La pomposa cerimonia di domenica scorsa è forse l’emblema più significativo dell’attuale India di Modi. Nata come una repubblica laica, che, nel contesto indiano significa che l’autorità politica deve garantire uguale attenzione a ogni credo religioso, la penisola del sub-continente è oggi uno stato-nazione che ha imboccato la strada del nazionalismo hindu. E questo a scapito di un 20% dei suoi cittadini che, invece, si riconoscono in altri credo religiosi.

Nella concezione di laicità indiana, al contrario di quella europea, politica e religione non sono mai staccate nè tantomeno separate. Jawaharlal Nehru, primo leader dell’allora neo-nata repubblica, pur essendo un brahmano hindu, ha sempre salvaguardato la dignità e la libertà religiosa, come pure i diritti umani e sociali, di tutti i cittadini. Per questo, e non per la sua indifferenza alla religione di appartenenza, è stato considerato un laico, padre della Repubblica Indiana.

Oggi, invece, dopo dieci anni di progressivi processi di penetrazione di un hinduismo chiaramente fondamentalista all’interno della società e dell’amministrazione dell’India, il Paese ha celebrato un atto religioso, come la ricostruzione e consacrazione di un nuovo tempio per mano del suo Primo Ministro.

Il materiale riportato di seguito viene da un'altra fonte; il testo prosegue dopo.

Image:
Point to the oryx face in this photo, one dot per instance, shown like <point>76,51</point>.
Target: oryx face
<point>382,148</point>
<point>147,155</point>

Nei prossimi mesi gli indiani andranno alle urne e Modi, già chiaramente favorito per la vittoria che lo porterebbe a un terzo mandato, con l’atto religioso e fortemente politico di domenica scorsa ad Ayodhya, ha, di fatto, aperto una campagna elettorale che è già chiusa e che, salvo imprevisti attualmente impensabili, lo vedrà facile vincitore nelle prossime elezioni.